21 Haziran, Babalar Günü'ydü. Gazete o özel günü, iç sayfalarda bir haberle "marke" etti. "Ünlü Müzisyenin En Acı Babalar Günü" başlıklı haber, oğlunu hastanede beyin apnesi ve menenjite bağlı olarak kaybeden Grup Gündoğarken'in solisti Burhan Şeşen'in matemiyle ilgiliydi.
Spotta şu ifadeye yer verilmişti:
"7 ay önce oğlu Serhan'ı yanlış tedavi sonucu kaybeden... Burhan Şeşen 'mezarı evim oldu' dedi."
Okur Nejat Tarhan, haberin ayrıntılarına girince, bir "yargısız infaz" gördüğünü anlatıyor, mektubunda:
"Muhabir haberde 'oğlu Serhan'ı yanlış tedavi sonucu kaybeden...'' ifadesini kullanmakta, hem de haberin devamında 'davası sürüyor'' demektedir. Devam eden bir dava varken acaba yanlış tedavi olduğu sonucuna nasıl ulaşılıyor ? Ben çözemedim, acaba siz ne düşünürsünüz diye de merak ettim?"
Haberin giriş cümlesini de aktarayım:
"23 yıldır sanat dünyasının içinde yer alan Grup Gündoğarken'in solisti Burhan Şeşen, oğlu Serhan'ı 7 ay önce yanlış tedaviye kurban verdi."

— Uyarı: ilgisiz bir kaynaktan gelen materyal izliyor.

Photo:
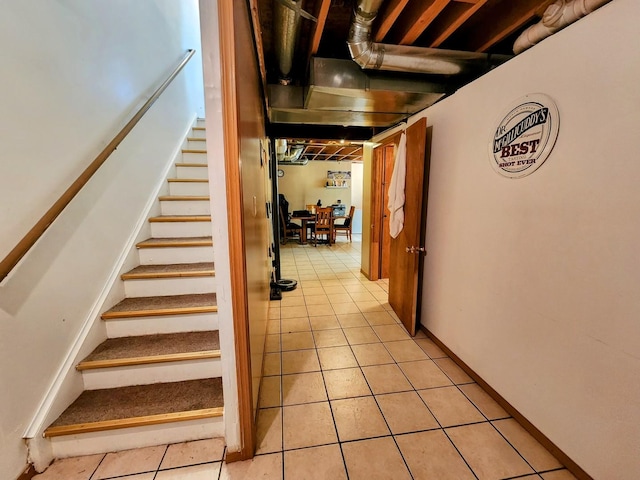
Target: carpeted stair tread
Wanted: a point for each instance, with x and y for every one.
(153, 345)
(171, 270)
(167, 302)
(142, 400)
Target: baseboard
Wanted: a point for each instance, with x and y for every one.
(231, 457)
(572, 466)
(28, 474)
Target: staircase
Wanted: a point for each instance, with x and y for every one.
(157, 378)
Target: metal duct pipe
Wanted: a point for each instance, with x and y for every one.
(286, 27)
(557, 16)
(400, 58)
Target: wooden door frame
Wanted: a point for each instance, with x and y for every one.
(239, 292)
(377, 203)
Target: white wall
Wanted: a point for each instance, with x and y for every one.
(357, 184)
(534, 282)
(72, 73)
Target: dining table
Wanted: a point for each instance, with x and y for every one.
(303, 220)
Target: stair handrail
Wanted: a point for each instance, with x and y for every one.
(33, 235)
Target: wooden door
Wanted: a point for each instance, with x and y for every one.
(380, 252)
(388, 154)
(405, 265)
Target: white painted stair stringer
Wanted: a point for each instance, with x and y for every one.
(136, 437)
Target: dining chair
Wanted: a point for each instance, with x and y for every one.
(323, 225)
(345, 227)
(289, 229)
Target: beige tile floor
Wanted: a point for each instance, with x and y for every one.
(347, 394)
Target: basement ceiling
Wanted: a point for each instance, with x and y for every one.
(325, 88)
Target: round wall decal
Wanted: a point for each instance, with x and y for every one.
(524, 136)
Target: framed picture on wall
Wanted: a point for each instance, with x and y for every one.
(337, 178)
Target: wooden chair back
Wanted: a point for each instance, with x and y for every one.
(323, 224)
(347, 226)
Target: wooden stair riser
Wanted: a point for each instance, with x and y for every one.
(189, 188)
(196, 143)
(168, 256)
(185, 207)
(135, 326)
(180, 229)
(194, 156)
(190, 171)
(98, 378)
(136, 437)
(150, 287)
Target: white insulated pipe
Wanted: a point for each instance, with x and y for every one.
(558, 15)
(402, 58)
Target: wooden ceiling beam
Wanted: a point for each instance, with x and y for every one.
(318, 28)
(415, 19)
(510, 17)
(388, 17)
(319, 153)
(452, 19)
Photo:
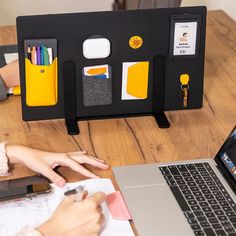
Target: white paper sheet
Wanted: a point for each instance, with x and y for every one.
(15, 215)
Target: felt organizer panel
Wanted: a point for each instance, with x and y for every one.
(148, 44)
(97, 85)
(41, 72)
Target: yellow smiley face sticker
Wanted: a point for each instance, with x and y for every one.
(135, 42)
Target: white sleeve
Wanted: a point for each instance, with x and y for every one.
(28, 231)
(4, 168)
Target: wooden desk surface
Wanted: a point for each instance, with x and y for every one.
(193, 134)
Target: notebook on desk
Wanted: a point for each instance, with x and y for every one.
(195, 197)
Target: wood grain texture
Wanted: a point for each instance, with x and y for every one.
(193, 134)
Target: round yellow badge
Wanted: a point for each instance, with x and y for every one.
(135, 42)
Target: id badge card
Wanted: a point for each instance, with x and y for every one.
(185, 36)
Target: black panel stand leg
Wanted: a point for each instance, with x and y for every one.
(69, 78)
(159, 92)
(162, 120)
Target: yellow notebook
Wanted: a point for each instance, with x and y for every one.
(137, 80)
(41, 84)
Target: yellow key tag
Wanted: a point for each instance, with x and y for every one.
(184, 79)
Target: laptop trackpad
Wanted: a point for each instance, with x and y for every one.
(155, 211)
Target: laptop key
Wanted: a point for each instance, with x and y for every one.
(209, 197)
(168, 177)
(220, 232)
(180, 199)
(198, 213)
(206, 209)
(194, 188)
(216, 226)
(209, 214)
(207, 178)
(232, 219)
(203, 204)
(180, 182)
(195, 227)
(192, 202)
(194, 172)
(188, 179)
(186, 174)
(226, 209)
(206, 191)
(182, 168)
(200, 199)
(195, 208)
(230, 214)
(198, 232)
(200, 181)
(222, 218)
(202, 219)
(186, 192)
(212, 202)
(197, 177)
(199, 165)
(203, 186)
(205, 224)
(216, 207)
(189, 214)
(171, 182)
(178, 177)
(214, 221)
(190, 167)
(226, 224)
(192, 221)
(229, 230)
(173, 170)
(209, 232)
(183, 187)
(219, 212)
(197, 194)
(202, 169)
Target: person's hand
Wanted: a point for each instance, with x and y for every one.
(74, 218)
(44, 162)
(10, 74)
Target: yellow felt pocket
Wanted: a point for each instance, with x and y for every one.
(137, 81)
(41, 84)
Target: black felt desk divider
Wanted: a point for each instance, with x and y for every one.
(153, 26)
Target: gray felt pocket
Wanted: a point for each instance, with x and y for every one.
(96, 91)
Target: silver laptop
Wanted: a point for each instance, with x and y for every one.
(194, 197)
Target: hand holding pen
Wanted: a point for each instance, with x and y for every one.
(76, 215)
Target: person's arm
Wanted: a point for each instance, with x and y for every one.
(10, 74)
(72, 218)
(44, 162)
(9, 77)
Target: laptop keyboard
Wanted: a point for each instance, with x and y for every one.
(206, 204)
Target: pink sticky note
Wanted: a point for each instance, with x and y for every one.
(117, 206)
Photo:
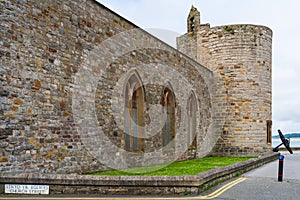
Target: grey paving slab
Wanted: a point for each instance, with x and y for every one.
(291, 168)
(262, 183)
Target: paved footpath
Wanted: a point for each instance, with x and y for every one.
(260, 184)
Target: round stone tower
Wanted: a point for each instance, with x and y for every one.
(241, 58)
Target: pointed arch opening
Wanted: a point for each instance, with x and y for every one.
(168, 106)
(134, 114)
(192, 120)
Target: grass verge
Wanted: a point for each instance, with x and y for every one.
(180, 168)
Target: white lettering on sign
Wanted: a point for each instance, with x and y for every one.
(26, 189)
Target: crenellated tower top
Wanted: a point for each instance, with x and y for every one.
(193, 20)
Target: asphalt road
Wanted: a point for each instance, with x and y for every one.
(260, 183)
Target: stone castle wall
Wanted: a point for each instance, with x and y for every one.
(240, 57)
(61, 84)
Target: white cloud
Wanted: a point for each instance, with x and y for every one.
(281, 16)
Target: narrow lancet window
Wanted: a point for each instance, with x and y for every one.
(134, 117)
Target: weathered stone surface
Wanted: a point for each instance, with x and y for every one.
(49, 108)
(240, 57)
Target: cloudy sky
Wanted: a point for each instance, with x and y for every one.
(281, 16)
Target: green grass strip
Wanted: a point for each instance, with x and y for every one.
(189, 167)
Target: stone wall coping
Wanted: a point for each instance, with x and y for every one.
(153, 181)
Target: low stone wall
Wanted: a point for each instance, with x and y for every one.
(133, 185)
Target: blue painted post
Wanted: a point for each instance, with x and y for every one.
(280, 168)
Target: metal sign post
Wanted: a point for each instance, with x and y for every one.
(280, 168)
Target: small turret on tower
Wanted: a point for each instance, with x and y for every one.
(193, 20)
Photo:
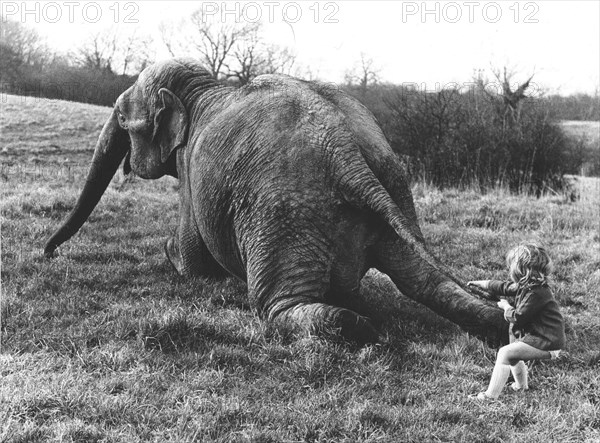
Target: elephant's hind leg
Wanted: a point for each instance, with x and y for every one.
(292, 292)
(188, 253)
(320, 317)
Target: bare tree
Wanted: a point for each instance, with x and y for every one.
(215, 41)
(363, 74)
(116, 51)
(170, 33)
(512, 98)
(98, 50)
(135, 52)
(252, 57)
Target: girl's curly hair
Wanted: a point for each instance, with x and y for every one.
(529, 264)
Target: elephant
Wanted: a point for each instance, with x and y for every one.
(288, 185)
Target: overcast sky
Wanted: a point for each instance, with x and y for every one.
(429, 43)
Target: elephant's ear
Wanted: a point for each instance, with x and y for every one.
(170, 124)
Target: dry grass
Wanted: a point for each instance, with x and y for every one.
(106, 343)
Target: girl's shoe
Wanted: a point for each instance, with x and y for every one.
(514, 387)
(482, 396)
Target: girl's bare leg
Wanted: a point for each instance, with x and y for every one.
(511, 355)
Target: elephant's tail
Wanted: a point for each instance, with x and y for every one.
(360, 187)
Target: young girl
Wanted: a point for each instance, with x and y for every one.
(537, 329)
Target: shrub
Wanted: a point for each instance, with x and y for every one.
(464, 138)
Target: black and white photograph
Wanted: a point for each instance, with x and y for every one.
(300, 221)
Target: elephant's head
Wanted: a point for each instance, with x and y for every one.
(149, 123)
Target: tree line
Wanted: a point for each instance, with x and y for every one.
(475, 136)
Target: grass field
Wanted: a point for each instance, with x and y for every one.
(106, 343)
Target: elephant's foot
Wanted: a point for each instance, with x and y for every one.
(321, 317)
(173, 254)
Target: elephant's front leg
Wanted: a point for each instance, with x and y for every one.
(288, 283)
(188, 253)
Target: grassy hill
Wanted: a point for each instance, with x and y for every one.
(106, 343)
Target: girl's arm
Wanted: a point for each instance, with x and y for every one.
(530, 305)
(502, 288)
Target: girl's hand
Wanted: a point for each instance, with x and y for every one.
(503, 304)
(482, 284)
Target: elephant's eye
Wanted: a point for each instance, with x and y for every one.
(121, 118)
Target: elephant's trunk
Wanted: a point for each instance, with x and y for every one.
(111, 148)
(420, 280)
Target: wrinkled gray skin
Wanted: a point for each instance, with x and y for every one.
(288, 185)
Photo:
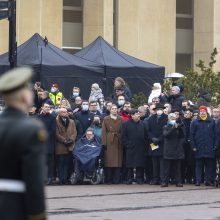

Ve, devamında, Şeşen'in hastane hakkında "şikayetçi olduğu" ve savcılığın da Adli Tıp'tan rapor istediği anlatılıyor. Şeşen "asıl dava bundan sonra başlayacak, oğlumun ölümünden sorumlu tuttuklarım cezalarını bulacak" diyor.
Yani, ortada kesin yargı ve hüküm vermeyi gerektirecek bir mahkeme kararı yok. Öte yanda ise, mesleğimizin "suçlu olduğu kesin olarak ispatlanana kadar herkes masumdur" ilkesi var.
Muhabir "Ama biz hep böyle veriyoruz." diyor, hatayı kabul etmiyor.
Anlattığından, spotun ve giriş cümlesinin değiştirildiği sonucu da çıkıyor. Gazeteyi farklı açılardan güç durumda bırakan bu bakışın ve yaklaşımın değişmesi için herhalde sıkı bir telkin, eğitim ve uygulama titizliği gerekiyor.